Tolga Yeter: 12 Nisan darbesinden sonra, muhtırasından sonra, biz bir anlamda özeleştirimizi yaptık. Bazı eylemlerde bulunduk. “Bize yakışan, yaraşan eylem ne, bizim derdimizi daha iyi ifade edebilecek şey ne” dediğimiz vakit Engin’in ortaya attığı ama herkesin biçimlendirdiği, sonuca vardırdığı bir eylem oldu sanat maratonu. 13 Nisan Cuma günü Harbiye Tiyatrosu’nun önünde bildirimizi okuduk, 24 Nisan’da büyük bir kalabalıkla yürüdük ki ondan sonra sanat maratonunu yapma ihtiyacı duyduk hep beraber. 29 Nisan günü Harbiye Muhsin Ertuğrul Sahnesi’nin önünde sabaha kadar uyumama eylemini gerçekleştirerek sanat maratonunun çok küçük bir provasını yaptık. İKSV İstanbul Tiyatro Festivali’nin açılışında beyaz eylemle birlikte olduk. Açıkhava yaz oyunları öncesinde seyircimizle birlikteydik. Ama sanat maratonunun bunun ötesinde hepimiz için, aslında İstanbul için, çok farklı bir anlamı vardı. Herkes birlikteydi ve herkes bir üretim içindeydi. Bir üretim için oradaydık ve bu üretimin bitmeyeceğinin de bir göstergesiydi. “Biz bu sahneden inmeyeceğiz” dedik. Saat sabaha karşı 04.30 iken, herkes uyurken, biz ayaktaydık, sahnedeydik. Bir şey söylemek için oradaydık. Çok ilginçtir, bu 152 saat boyunca bizim yanımızdan ayrılmayan gönüllü ekibi vardır ki bunların hiçbir zorunluluğu hiçbir bağımlılığı yokken bizimle beraberlerdi. Bu bir güç bence. Artık ben boyalı basın diyorum, bu olayı görmezden geldi. Ama 90 saatin sonunda artık görmezden gelemeyecekleri bir noktadaydı. Bir 152 saat daha devam ederdi abartmıyorum.

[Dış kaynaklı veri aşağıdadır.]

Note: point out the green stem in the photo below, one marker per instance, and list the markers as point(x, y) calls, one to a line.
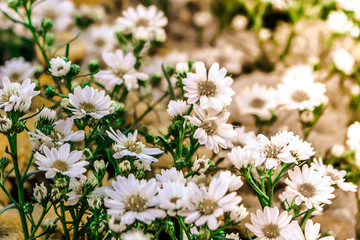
point(13, 148)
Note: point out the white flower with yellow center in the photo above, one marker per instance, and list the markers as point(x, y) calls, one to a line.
point(212, 131)
point(271, 152)
point(144, 23)
point(211, 90)
point(61, 161)
point(16, 96)
point(17, 69)
point(121, 70)
point(268, 224)
point(299, 91)
point(337, 176)
point(257, 100)
point(59, 67)
point(309, 187)
point(206, 205)
point(134, 199)
point(61, 133)
point(130, 146)
point(89, 102)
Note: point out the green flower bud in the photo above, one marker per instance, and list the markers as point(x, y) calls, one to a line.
point(46, 24)
point(93, 65)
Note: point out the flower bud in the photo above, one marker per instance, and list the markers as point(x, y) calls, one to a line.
point(40, 192)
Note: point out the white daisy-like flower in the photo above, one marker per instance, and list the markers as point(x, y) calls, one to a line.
point(213, 131)
point(17, 69)
point(241, 136)
point(309, 187)
point(257, 100)
point(100, 38)
point(59, 67)
point(298, 90)
point(143, 23)
point(238, 214)
point(353, 136)
point(234, 181)
point(268, 224)
point(135, 235)
point(5, 124)
point(201, 165)
point(130, 146)
point(170, 175)
point(16, 96)
point(271, 152)
point(173, 196)
point(343, 61)
point(337, 176)
point(61, 161)
point(61, 133)
point(59, 11)
point(134, 199)
point(89, 102)
point(207, 204)
point(211, 90)
point(302, 150)
point(241, 157)
point(312, 232)
point(177, 107)
point(121, 70)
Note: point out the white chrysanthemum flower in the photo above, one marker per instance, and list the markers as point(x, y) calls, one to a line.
point(337, 176)
point(173, 196)
point(353, 136)
point(213, 131)
point(130, 146)
point(298, 90)
point(241, 136)
point(257, 100)
point(201, 165)
point(61, 133)
point(17, 69)
point(47, 113)
point(302, 150)
point(309, 187)
point(207, 204)
point(143, 23)
point(177, 107)
point(59, 67)
point(61, 161)
point(271, 152)
point(59, 11)
point(5, 124)
point(343, 61)
point(339, 23)
point(76, 193)
point(100, 38)
point(241, 157)
point(170, 175)
point(134, 199)
point(135, 235)
point(268, 224)
point(238, 214)
point(121, 70)
point(234, 181)
point(16, 96)
point(212, 89)
point(312, 232)
point(89, 102)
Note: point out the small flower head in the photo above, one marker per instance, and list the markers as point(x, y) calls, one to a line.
point(59, 67)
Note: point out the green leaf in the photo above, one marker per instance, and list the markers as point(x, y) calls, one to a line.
point(8, 207)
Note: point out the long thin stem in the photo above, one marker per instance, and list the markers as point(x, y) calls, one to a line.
point(13, 148)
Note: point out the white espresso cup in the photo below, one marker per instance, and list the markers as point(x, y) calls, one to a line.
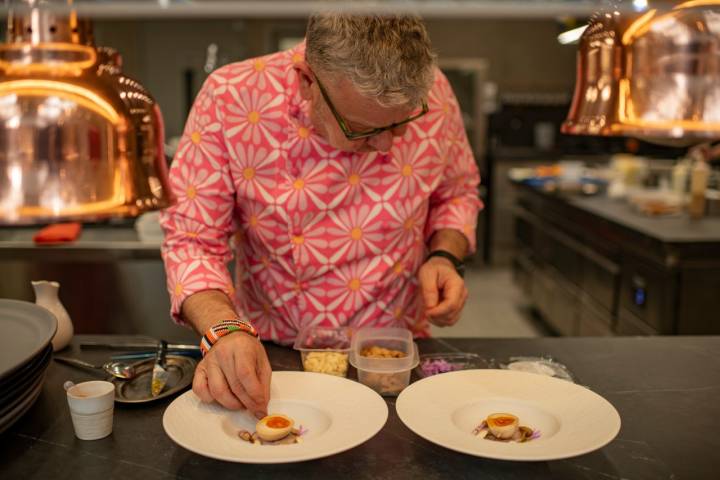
point(91, 408)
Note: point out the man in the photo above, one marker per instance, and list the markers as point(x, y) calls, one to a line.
point(337, 166)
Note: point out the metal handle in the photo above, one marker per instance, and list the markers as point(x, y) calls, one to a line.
point(77, 363)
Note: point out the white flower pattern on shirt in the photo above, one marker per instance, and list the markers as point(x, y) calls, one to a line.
point(320, 236)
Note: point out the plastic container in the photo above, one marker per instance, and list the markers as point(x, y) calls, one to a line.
point(435, 363)
point(387, 376)
point(324, 349)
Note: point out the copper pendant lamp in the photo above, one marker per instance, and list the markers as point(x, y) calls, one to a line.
point(654, 75)
point(78, 139)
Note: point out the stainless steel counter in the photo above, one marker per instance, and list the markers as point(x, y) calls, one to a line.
point(110, 282)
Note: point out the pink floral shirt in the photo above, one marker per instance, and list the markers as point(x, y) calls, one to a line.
point(320, 236)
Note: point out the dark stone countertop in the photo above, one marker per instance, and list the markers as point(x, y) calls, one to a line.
point(665, 388)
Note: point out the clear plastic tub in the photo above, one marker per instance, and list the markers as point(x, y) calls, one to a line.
point(389, 375)
point(325, 349)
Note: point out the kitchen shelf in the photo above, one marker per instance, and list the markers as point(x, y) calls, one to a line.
point(128, 9)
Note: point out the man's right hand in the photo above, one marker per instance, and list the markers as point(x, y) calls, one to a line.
point(235, 373)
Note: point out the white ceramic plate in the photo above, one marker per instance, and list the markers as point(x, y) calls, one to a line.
point(338, 413)
point(445, 409)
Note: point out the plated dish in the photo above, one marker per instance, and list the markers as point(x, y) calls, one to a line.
point(449, 410)
point(335, 413)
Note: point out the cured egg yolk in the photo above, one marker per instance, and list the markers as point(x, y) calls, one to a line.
point(274, 427)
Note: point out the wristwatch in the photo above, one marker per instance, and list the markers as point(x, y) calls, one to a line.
point(457, 263)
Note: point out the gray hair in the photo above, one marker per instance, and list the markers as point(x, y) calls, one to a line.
point(388, 58)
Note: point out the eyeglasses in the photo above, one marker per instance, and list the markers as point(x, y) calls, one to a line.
point(349, 134)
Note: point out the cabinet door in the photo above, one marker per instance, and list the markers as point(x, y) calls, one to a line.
point(629, 324)
point(594, 320)
point(648, 293)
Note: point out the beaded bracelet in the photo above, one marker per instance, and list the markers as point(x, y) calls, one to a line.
point(214, 333)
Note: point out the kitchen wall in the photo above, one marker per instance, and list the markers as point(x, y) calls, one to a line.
point(524, 55)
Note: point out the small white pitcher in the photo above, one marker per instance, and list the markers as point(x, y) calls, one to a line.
point(46, 295)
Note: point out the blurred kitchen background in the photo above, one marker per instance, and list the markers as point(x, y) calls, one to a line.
point(581, 235)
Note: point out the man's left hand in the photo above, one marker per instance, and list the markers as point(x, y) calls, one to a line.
point(443, 291)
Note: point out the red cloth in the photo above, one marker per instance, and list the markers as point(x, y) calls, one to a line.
point(58, 233)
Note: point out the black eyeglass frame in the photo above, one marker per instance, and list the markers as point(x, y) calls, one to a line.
point(349, 134)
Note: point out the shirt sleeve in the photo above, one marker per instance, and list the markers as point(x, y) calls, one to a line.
point(199, 225)
point(455, 203)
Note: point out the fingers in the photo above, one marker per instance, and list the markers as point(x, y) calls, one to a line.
point(454, 295)
point(246, 384)
point(264, 374)
point(200, 386)
point(428, 287)
point(220, 389)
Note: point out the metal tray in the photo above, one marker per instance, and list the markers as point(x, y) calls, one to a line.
point(181, 370)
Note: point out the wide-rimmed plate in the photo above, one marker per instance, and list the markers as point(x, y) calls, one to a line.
point(16, 384)
point(21, 407)
point(25, 330)
point(338, 413)
point(445, 409)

Sanat Maratonu Bir Nokta Değil Noktalı Virgül Olmalı!

Tolga Yeter: Bu 3 aylık süreçte insanlar çok fikir üretti. Hepimiz çok fikir ürettik. En büyük yaratım süreçlerimizin olduğu zamandı gerçekten, biz de bir uykudan uyandık diyebilirim. Bu bizim özeleştirimiz zaten. Sanat maratonu bunlardan sadece biri olmalı. Nokta olduğu takdirde şu günlerde yaşadığımız kabus dolu günleri kabullenmiş oluruz. O yüzden sanat maratonunun kuvvetli bir virgül, belki de noktalı virgül olması lazım. Ardından birçok parantezlerin açılacağı, içlerinin doldurulacağı bir etkinlik olmalı. Ne zaman ki doğru aklın, doğru düşüncenin mevcut olacağı gün gelir, o zaman elbette nokta konur.

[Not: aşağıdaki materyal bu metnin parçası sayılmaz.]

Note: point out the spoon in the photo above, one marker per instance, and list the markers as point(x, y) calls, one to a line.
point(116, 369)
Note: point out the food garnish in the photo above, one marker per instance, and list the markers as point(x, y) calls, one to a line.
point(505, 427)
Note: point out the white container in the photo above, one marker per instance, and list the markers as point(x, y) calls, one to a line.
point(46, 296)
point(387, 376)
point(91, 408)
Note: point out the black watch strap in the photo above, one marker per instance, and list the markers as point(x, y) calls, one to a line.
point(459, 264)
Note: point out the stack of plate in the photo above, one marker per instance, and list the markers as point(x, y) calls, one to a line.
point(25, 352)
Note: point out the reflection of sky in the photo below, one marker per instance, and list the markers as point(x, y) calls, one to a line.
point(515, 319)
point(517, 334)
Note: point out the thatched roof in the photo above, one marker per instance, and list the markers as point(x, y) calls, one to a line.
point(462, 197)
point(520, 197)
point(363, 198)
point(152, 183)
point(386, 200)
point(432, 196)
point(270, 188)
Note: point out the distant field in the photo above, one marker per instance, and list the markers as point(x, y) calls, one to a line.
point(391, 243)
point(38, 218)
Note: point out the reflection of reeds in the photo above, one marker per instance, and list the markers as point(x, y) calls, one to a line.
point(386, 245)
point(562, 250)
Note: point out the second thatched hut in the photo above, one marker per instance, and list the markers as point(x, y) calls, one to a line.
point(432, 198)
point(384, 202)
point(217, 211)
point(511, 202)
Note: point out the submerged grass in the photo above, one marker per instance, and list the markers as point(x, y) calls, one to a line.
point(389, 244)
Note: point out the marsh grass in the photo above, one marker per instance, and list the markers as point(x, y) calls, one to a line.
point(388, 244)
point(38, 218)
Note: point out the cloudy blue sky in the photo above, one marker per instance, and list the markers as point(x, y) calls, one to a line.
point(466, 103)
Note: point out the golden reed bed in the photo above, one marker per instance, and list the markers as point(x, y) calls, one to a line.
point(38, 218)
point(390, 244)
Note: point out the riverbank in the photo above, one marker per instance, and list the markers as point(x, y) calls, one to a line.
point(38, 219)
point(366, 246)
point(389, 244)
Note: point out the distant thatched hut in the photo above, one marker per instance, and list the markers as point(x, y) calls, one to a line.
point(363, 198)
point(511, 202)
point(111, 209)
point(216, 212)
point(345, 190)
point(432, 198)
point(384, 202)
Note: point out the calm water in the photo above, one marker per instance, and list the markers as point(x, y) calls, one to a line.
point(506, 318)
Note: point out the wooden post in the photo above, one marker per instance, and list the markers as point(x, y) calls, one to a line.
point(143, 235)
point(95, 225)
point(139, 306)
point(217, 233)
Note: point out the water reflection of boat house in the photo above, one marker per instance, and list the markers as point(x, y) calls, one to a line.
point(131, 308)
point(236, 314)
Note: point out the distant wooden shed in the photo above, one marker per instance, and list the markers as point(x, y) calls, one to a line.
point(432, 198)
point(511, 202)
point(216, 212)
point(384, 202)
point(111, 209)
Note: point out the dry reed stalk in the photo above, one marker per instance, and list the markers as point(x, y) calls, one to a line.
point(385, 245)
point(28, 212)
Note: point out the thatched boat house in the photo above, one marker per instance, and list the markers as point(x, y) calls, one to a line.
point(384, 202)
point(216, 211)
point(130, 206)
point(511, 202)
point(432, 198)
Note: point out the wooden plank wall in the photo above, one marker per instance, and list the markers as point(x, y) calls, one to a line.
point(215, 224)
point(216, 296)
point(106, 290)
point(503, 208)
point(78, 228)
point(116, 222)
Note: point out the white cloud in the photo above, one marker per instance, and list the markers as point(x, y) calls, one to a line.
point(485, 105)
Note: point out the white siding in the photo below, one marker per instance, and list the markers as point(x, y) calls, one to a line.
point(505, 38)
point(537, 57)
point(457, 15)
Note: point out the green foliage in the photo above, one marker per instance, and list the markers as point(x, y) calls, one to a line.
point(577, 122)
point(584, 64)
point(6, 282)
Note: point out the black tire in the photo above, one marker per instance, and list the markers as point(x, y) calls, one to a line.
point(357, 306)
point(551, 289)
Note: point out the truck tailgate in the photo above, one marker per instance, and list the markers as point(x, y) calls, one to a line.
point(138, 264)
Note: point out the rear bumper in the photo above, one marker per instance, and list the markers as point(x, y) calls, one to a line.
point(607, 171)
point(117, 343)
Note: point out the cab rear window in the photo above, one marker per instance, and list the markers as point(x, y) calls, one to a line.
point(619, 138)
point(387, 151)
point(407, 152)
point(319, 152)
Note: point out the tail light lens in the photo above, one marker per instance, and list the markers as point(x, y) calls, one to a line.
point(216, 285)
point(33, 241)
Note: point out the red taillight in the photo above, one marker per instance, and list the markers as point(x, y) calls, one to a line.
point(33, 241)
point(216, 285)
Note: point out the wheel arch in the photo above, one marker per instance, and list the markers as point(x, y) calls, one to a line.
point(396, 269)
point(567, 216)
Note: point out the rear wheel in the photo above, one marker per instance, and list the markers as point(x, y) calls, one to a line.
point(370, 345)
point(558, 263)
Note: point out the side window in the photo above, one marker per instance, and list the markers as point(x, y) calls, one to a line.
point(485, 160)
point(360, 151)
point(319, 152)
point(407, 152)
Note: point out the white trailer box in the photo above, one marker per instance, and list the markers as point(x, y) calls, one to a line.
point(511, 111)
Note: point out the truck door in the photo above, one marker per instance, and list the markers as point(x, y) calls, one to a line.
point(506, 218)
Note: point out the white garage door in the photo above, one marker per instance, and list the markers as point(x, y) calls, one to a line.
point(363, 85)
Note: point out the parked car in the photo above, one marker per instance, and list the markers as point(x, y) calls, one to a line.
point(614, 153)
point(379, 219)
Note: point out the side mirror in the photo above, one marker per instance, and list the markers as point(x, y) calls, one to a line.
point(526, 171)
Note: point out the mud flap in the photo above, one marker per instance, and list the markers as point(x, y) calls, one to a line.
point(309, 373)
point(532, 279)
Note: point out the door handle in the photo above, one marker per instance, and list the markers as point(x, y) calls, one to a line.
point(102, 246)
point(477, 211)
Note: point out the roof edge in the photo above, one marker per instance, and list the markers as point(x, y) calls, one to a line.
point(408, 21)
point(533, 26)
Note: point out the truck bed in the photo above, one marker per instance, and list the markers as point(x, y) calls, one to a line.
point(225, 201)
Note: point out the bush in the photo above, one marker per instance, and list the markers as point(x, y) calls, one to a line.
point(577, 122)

Aslı Öngören: Muhalefetinden vazgeçmez zaten sanat. Kendi alanlarında ve kendi imkanlarıyla. Sanatçılar bunu zaten yapıyorlar o ya da bu biçimde. Önemli olan dezenformasyona karşı dayanışmanın yansıması üretilmesi ve diri tutulması… Bunun için de hem tehlikeyi iyi tarif etmek lazım, hem de hedefi iyi tarif etmek lazım.

Tolga Yeter: Tehlike aslında iyi tarif edildi.

Aslı Öngören: Toplumun geneli için emin değilim ama.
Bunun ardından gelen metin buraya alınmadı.